I call this version of Dream Chaser a variation of the X-37B because that is essentially what it would be, an unmanned reusable robot vehicle capable of taking experiments into space for periods of time and then bringing them safely back to Earth on a runway.

What Sierra Nevada is doing by announcing this now, shortly after the landing of the X-37B, is selling the concept in an effort to drum up customers who will then invest in the vehicle and thus help fund its construction.

India’s manned space program

This short article gives us a short but detailed look at India’s plans for manned space, describing both the first test flight of a engineering version of their manned capsule in a little more than a month and the program’s overall goals.

The test flight:

“The first test trial, that of the crew module, will be undertaken in November last week or December first week on the GSLV MK-III,” [Isro chairman K Radhakrishnan told Deccan Herald.] The crew module will be injected into orbit by the GSLV at a height of 110-120 km in space from where it will fall towards the earth and be recovered from sea. Isro will examine how the crew module and thermal shield around it handle the heat and temperatures during re-entry into the earth’s atmosphere.

Their eventual goal is to put two astronauts in orbit for seven days. To do that they will first have to complete at least four to six test launches of their new GSLV MK-III rocket, which has only completed one successful launch after literally two decades of failures. If successful, the test flight described above will be GSLV’s second successful launch.

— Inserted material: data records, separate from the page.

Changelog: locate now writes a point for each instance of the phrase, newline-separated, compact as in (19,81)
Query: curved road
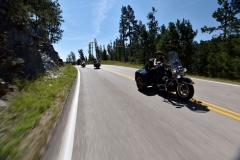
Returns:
(114,121)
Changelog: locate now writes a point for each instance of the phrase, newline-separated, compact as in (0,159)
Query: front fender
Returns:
(186,79)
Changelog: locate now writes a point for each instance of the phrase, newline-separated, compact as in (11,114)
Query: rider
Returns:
(159,60)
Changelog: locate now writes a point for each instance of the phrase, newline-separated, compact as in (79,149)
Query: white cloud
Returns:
(100,9)
(182,6)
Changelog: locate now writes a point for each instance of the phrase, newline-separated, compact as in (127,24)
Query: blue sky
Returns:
(89,19)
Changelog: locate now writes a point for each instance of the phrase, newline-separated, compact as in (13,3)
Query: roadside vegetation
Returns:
(137,42)
(26,124)
(138,66)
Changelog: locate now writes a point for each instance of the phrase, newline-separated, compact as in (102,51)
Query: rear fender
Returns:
(142,74)
(186,80)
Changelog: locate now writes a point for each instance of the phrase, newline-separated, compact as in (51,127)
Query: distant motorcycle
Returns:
(97,64)
(83,64)
(174,79)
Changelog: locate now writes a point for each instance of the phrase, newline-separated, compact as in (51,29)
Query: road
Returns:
(114,121)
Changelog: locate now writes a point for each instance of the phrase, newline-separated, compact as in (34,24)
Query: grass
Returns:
(26,124)
(137,66)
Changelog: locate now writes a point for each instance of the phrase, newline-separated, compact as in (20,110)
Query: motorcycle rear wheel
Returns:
(185,91)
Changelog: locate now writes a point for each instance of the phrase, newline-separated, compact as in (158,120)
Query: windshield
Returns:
(174,60)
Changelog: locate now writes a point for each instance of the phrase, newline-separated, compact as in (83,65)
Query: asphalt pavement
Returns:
(114,121)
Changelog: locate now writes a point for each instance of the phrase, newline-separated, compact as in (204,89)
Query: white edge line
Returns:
(68,137)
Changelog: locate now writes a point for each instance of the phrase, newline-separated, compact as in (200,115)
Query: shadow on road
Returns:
(149,91)
(175,101)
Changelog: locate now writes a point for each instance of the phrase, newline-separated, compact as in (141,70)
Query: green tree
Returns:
(226,16)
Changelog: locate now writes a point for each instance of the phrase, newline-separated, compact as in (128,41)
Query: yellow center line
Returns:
(213,107)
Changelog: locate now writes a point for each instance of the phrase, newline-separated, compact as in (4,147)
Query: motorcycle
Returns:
(174,79)
(97,64)
(83,64)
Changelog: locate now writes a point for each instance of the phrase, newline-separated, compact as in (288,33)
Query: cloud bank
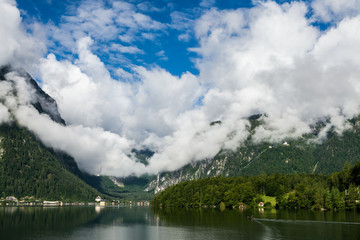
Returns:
(271,58)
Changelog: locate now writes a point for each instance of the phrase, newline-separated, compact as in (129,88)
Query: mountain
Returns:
(28,167)
(291,156)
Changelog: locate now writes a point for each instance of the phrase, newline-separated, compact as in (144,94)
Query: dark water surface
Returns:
(80,223)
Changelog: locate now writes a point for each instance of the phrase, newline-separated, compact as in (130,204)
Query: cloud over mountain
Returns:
(270,58)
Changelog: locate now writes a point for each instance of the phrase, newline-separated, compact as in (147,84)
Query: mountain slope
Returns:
(301,155)
(27,167)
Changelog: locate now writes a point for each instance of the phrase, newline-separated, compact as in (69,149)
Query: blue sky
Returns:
(154,74)
(165,50)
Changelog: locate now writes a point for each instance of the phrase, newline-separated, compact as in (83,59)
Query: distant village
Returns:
(98,201)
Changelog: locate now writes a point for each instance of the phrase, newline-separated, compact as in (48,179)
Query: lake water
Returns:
(84,223)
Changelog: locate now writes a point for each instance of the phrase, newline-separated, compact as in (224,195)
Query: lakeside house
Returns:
(100,200)
(52,203)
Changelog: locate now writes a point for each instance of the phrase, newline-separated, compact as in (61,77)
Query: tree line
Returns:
(340,190)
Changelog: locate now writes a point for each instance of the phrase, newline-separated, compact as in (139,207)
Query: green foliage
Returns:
(305,191)
(133,187)
(28,168)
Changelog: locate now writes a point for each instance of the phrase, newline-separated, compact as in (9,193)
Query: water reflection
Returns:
(146,223)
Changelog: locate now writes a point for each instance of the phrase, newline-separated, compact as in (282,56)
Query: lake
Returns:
(80,223)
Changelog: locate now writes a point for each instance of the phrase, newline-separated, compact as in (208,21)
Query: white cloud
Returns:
(207,3)
(267,59)
(16,46)
(335,10)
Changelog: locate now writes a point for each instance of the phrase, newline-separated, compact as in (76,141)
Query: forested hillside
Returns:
(28,168)
(307,191)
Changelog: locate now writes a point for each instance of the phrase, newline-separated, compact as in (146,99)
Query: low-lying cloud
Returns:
(267,59)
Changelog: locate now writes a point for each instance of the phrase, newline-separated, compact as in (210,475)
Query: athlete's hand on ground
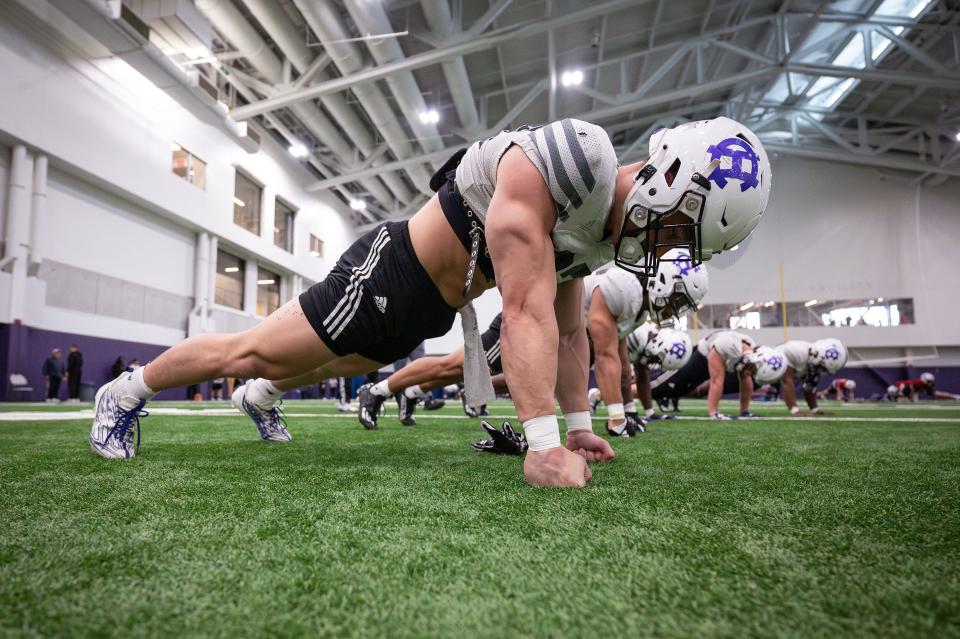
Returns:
(556,468)
(589,446)
(507,442)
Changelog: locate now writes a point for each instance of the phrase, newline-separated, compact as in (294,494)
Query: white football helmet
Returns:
(714,173)
(678,286)
(828,354)
(669,349)
(771,367)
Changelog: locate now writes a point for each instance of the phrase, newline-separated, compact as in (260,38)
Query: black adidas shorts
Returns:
(681,382)
(378,301)
(491,345)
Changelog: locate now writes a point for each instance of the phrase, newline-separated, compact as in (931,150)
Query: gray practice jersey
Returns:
(578,164)
(728,344)
(622,293)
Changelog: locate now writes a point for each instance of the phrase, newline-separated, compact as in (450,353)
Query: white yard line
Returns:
(85,415)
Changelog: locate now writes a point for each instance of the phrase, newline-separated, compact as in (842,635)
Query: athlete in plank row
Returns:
(530,211)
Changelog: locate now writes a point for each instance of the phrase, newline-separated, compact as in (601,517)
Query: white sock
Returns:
(132,389)
(382,389)
(262,393)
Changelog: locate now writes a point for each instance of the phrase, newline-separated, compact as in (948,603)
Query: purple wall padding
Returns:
(23,350)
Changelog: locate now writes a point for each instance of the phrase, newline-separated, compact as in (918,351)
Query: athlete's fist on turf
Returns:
(589,446)
(556,468)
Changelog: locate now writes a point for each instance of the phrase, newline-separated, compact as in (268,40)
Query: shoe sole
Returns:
(96,403)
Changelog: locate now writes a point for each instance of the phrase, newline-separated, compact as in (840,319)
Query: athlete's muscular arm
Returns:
(573,357)
(626,372)
(718,371)
(788,388)
(603,331)
(643,386)
(518,227)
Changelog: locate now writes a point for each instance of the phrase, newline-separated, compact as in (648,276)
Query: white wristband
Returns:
(579,421)
(615,411)
(542,432)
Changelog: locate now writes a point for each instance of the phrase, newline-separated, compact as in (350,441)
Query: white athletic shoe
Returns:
(116,432)
(269,422)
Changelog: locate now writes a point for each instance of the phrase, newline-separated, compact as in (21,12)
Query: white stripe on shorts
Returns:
(348,305)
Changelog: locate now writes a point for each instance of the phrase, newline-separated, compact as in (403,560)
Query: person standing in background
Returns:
(117,368)
(52,373)
(74,373)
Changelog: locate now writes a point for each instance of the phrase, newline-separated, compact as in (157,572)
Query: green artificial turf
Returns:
(818,528)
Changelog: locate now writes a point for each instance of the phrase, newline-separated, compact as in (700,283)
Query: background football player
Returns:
(806,362)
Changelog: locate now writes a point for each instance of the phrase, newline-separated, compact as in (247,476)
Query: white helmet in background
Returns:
(669,348)
(678,285)
(828,354)
(714,173)
(771,367)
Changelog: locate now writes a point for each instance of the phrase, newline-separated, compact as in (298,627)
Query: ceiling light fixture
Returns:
(571,78)
(429,117)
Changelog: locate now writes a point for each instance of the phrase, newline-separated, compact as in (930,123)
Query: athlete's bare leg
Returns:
(281,346)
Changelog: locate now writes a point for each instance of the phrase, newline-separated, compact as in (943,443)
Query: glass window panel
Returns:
(229,280)
(246,203)
(283,226)
(268,292)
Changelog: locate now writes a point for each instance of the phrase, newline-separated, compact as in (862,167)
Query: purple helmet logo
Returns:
(739,152)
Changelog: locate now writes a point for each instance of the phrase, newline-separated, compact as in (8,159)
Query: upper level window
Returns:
(268,292)
(283,225)
(189,167)
(246,203)
(229,285)
(316,246)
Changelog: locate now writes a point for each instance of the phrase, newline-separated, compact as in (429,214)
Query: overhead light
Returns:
(429,117)
(571,78)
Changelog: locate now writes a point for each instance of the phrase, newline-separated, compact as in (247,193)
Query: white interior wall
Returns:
(114,205)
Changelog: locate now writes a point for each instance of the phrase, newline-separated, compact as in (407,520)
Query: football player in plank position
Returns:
(678,286)
(651,348)
(715,356)
(911,388)
(530,211)
(841,389)
(409,384)
(806,362)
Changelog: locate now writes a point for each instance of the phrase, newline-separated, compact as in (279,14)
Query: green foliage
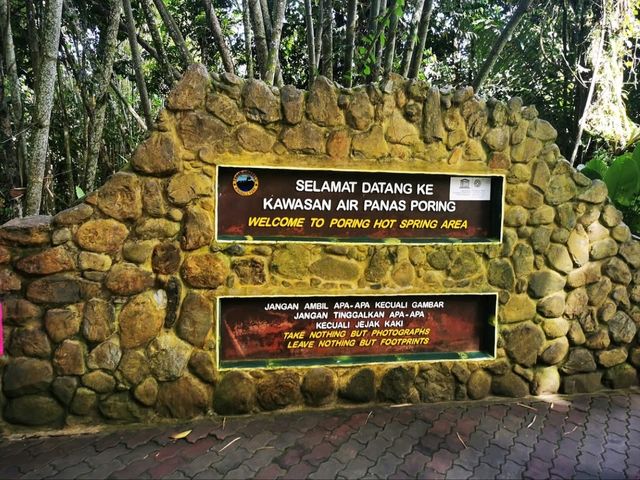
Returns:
(622,176)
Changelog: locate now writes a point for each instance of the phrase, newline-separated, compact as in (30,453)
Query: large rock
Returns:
(260,104)
(62,323)
(196,317)
(134,366)
(331,268)
(630,251)
(582,383)
(546,381)
(580,360)
(184,398)
(205,270)
(235,393)
(202,365)
(436,384)
(101,236)
(34,410)
(318,386)
(621,376)
(185,187)
(360,387)
(254,138)
(360,113)
(147,391)
(292,103)
(53,260)
(168,357)
(522,343)
(500,274)
(165,258)
(552,306)
(479,384)
(322,103)
(28,231)
(191,90)
(617,270)
(545,282)
(371,144)
(98,320)
(106,355)
(278,390)
(158,155)
(291,261)
(613,357)
(58,289)
(250,271)
(120,406)
(29,342)
(141,319)
(305,137)
(17,311)
(555,351)
(561,189)
(121,197)
(68,358)
(519,308)
(74,215)
(128,279)
(509,385)
(23,376)
(225,109)
(397,386)
(99,381)
(622,328)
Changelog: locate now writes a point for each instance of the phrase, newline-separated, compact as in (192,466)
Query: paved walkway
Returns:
(581,436)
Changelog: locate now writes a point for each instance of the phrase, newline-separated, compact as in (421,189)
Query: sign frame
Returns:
(498,210)
(360,360)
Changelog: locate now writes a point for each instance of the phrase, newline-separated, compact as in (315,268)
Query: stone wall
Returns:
(109,305)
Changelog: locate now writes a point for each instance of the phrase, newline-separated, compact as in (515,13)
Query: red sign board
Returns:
(323,330)
(268,204)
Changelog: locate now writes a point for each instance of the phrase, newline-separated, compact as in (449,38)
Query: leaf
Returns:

Note that because of poor writing the article gives the improper impression that the test flight will be manned. It will not. Also, the article states incorrectly that the space shuttle Columbia broke up during re-entry because “the thermal heat shields could not withstand the heat.” This is false. The heat shield would have worked fine, as it had done on numerous previous launches, except that there were gaping holes in it that were put there by pieces of foam during launch.